Железные ворота в ошметках зеленой краски, и на них знак, понятный только посвященному: Х, руна гебо, означающая «дар». Непосвященные принимали ее за первую букву известного ругательства. Открывать калитку Пошта не стал – сетчатый забор вокруг участка давно провалился внутрь, и войти в сад не представляло сложности.
Один по-прежнему вел себя спокойно.
Здесь росли абрикосы и персиковые деревья, в окнах сохранились стекла. Листоноша с Зубочисткой обогнули беленую стену и оказались перед запертой дверью.
– Ломать будем? – спросил озадаченный Зубочистка.
Пошта потянул за ручку. Дверь открылась.
Естественно. Если здесь схрон оборудовали, то запирать не станут. Ведь предназначение листонош – спасать людей… Вот Пошта и спасает. Отдельного представителя, правда, Зубочистку.
Оставив коня во дворе, Пошта зашел внутрь.
Катаклизм пощадил прихожую и три маленькие комнатки. Даже хрусталь все так же стоял в «стенке», висели занавески на окнах, пылились книги в шкафах. Это было поразительно. Настоящие бумажные книги! Пошта скользнул взглядам по корешкам. Пушкин, Тургенев, Толстые – в ассортименте. Фантастика. Осторожно потянул створку и вытащил на корешок томик с названием «Кланы Пустоши»… Книга рассыпалась у него в руках. Очарование замершего времени развеялось.

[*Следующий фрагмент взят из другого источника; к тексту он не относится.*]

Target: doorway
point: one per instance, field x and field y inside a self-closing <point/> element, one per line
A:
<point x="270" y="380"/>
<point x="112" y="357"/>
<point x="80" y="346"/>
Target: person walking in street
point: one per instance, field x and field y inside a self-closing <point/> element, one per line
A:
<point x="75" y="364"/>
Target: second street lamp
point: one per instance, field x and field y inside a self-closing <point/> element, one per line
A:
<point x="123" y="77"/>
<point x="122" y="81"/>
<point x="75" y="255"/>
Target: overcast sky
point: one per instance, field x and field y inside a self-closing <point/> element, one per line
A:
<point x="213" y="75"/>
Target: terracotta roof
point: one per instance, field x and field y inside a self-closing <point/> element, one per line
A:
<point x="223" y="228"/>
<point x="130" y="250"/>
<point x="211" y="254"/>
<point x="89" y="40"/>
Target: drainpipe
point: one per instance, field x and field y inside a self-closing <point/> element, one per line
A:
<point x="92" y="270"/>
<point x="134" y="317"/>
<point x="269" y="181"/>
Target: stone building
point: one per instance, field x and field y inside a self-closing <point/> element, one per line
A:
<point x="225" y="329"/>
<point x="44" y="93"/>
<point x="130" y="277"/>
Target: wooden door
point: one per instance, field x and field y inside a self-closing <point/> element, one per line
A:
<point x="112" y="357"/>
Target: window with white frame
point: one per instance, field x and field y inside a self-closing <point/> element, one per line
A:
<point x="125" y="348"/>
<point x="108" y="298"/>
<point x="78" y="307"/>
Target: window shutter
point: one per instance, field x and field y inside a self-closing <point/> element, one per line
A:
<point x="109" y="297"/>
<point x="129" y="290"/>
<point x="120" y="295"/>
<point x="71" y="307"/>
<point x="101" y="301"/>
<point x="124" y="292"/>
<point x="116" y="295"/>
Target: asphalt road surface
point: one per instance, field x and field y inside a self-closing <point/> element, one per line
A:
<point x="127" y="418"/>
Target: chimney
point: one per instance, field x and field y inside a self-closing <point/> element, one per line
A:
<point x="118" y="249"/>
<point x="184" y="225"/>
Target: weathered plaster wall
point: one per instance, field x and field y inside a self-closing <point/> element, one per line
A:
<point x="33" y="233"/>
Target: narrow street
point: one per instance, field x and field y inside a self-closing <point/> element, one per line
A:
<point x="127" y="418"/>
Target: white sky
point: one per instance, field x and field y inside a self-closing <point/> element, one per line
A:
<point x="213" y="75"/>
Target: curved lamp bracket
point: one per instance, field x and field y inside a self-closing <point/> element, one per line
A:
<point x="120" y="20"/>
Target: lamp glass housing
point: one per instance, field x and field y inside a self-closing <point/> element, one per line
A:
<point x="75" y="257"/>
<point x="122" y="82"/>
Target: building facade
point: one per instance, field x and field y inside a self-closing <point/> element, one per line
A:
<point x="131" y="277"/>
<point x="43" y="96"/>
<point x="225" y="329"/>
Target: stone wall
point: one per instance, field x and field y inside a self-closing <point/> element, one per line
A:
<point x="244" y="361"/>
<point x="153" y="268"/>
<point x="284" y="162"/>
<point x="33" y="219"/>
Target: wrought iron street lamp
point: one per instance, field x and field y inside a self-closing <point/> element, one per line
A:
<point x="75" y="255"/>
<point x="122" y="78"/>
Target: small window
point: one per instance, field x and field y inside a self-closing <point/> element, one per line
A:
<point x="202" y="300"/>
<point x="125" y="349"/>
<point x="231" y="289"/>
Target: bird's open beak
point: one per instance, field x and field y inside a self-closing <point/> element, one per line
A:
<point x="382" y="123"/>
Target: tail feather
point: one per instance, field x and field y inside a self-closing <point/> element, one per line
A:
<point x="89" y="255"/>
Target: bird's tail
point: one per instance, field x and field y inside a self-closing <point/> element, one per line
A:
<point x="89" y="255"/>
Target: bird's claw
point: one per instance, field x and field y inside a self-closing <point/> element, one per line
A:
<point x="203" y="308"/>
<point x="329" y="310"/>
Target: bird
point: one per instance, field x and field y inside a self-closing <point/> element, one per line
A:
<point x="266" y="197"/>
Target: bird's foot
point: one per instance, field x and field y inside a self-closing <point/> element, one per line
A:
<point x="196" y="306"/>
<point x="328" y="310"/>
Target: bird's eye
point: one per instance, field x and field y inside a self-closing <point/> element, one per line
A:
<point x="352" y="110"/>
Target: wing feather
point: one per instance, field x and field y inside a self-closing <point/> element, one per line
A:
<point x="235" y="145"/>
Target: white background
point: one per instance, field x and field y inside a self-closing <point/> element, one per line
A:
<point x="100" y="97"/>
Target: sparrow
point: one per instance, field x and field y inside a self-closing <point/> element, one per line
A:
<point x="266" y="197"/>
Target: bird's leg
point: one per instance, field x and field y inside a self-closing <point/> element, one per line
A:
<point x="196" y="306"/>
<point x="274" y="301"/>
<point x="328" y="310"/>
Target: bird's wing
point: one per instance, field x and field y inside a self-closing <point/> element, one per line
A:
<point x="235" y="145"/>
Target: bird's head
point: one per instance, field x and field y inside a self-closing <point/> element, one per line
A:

– Иди сюда, – позвал Пошта Зубочистку. – Тут прохладней.
В помещении и правда было не так жарко.
Зубочистка прошел в дальнюю комнату и со стоном повалился на кровать.
– Ну и где твои фильтры?
Вот ведь настырный тип! Листоноша одернул себя. Так. Спокойно. Злиться на него – неправильно. Обычные люди действительно страдают на открытом пространстве. И в первую очередь – от нехватки кислорода.

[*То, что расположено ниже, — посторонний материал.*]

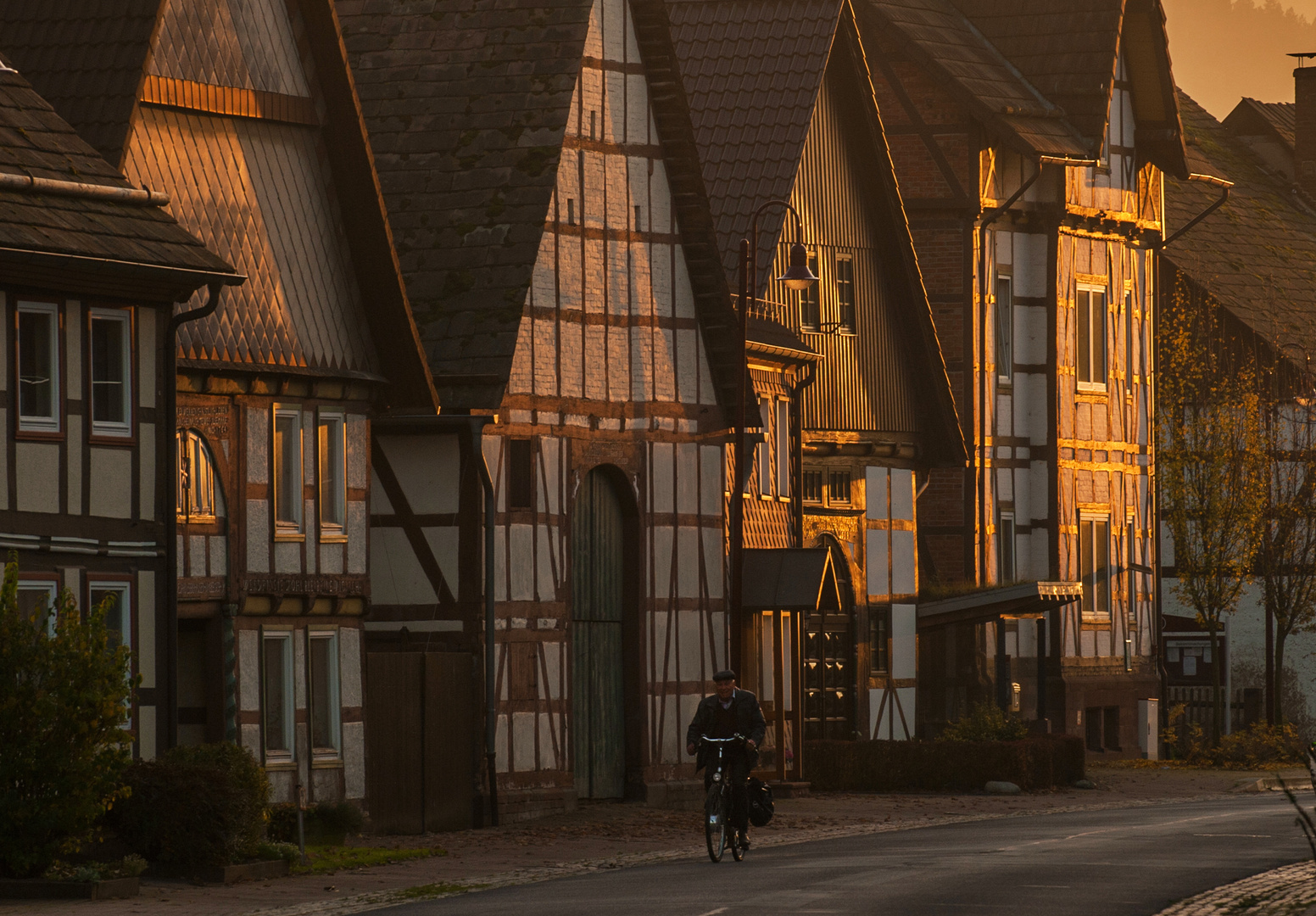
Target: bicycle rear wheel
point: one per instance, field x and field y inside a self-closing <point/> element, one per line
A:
<point x="715" y="822"/>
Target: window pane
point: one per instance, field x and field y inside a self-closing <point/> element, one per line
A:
<point x="276" y="695"/>
<point x="845" y="293"/>
<point x="1004" y="329"/>
<point x="37" y="364"/>
<point x="324" y="708"/>
<point x="1099" y="338"/>
<point x="287" y="461"/>
<point x="1084" y="321"/>
<point x="109" y="372"/>
<point x="332" y="495"/>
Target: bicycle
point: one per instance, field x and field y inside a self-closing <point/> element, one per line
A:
<point x="717" y="803"/>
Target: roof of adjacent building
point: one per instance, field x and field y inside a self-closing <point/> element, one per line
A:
<point x="466" y="109"/>
<point x="73" y="217"/>
<point x="87" y="59"/>
<point x="1040" y="73"/>
<point x="1257" y="254"/>
<point x="1260" y="117"/>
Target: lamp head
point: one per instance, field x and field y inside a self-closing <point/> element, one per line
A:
<point x="798" y="274"/>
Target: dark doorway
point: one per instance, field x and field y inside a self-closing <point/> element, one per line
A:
<point x="598" y="601"/>
<point x="829" y="660"/>
<point x="419" y="741"/>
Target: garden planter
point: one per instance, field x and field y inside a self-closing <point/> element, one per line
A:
<point x="40" y="889"/>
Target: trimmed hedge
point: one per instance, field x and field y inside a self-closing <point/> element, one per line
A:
<point x="887" y="766"/>
<point x="193" y="807"/>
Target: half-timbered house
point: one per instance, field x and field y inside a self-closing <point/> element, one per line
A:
<point x="243" y="114"/>
<point x="877" y="410"/>
<point x="1029" y="140"/>
<point x="90" y="270"/>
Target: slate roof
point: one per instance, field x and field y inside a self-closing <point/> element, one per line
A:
<point x="1253" y="116"/>
<point x="36" y="142"/>
<point x="979" y="74"/>
<point x="466" y="109"/>
<point x="1257" y="254"/>
<point x="87" y="57"/>
<point x="751" y="71"/>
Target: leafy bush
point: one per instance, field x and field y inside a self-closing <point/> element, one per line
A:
<point x="986" y="722"/>
<point x="884" y="766"/>
<point x="64" y="699"/>
<point x="326" y="824"/>
<point x="195" y="807"/>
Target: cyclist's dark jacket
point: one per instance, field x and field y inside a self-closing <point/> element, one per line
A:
<point x="748" y="722"/>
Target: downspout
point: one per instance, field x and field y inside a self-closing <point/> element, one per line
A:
<point x="490" y="658"/>
<point x="170" y="398"/>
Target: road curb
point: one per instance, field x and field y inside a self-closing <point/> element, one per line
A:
<point x="1286" y="891"/>
<point x="361" y="903"/>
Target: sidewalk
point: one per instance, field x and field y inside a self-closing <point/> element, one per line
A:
<point x="610" y="835"/>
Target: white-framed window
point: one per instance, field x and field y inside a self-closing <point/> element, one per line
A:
<point x="333" y="472"/>
<point x="38" y="366"/>
<point x="1004" y="329"/>
<point x="109" y="353"/>
<point x="845" y="293"/>
<point x="199" y="494"/>
<point x="276" y="694"/>
<point x="119" y="613"/>
<point x="783" y="448"/>
<point x="1094" y="544"/>
<point x="287" y="470"/>
<point x="326" y="701"/>
<point x="37" y="600"/>
<point x="1006" y="563"/>
<point x="1090" y="320"/>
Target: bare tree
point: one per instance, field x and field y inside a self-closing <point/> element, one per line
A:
<point x="1210" y="463"/>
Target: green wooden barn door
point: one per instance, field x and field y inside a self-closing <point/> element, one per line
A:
<point x="596" y="606"/>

– Сейчас достану, – пообещал Пошта. – Ты пока отдохни.
Запас фильтров, таблеток и еды должен храниться в просвинцованном сейфе. А сейф логичнее всего спрятать в подполе – в старом доме такой обязательно должен быть.
На поиски подпола Пошта потратил минут двадцать. Уже темнело – солнце садилось за холмами. Пошта открыл сейф – пароль на нем был стандартный, родной, и притащил Зубочистке и фильтры, и защищенные от радиации баллоны с водой и жидкой едой, а еще – с кислородом. Правда, последний к костюму Зубочистки не подошел.
Дальние переходы – всегда проблема. Если не хочешь получить дозу радиации – раздеваться не будешь. Поэтому защищенные баллоны с водой (естественно, необходимые мироэлементы и витамины растворены в ней) и жидкой питательной смесью (отвратительно на вкус, но можно порциями втягивать через загубник) были большой редкостью и огромной ценностью.
Местная промышленность, естественно, ничего такого предложить не могла, поэтому неофициальным девизом сталкеров Пошта искренне считал слоган «Слабоумие и отвага!»
Увидев хабар, Зубочистка приободрился. У него аж стекла противогаза запотели от возбуждения.
– Ух ты… Богато живете, листоноши!
«Это потому, что мы не убиваем друг друга, помогаем слабым и поддерживаем своих». Пошта ничего не стал говорить вслух. Стемнело, он закрыл дверь и задернул шторы. Сам перекусил сухпайком, найденным все в том же сейфе. Один остался во дворе – охранять.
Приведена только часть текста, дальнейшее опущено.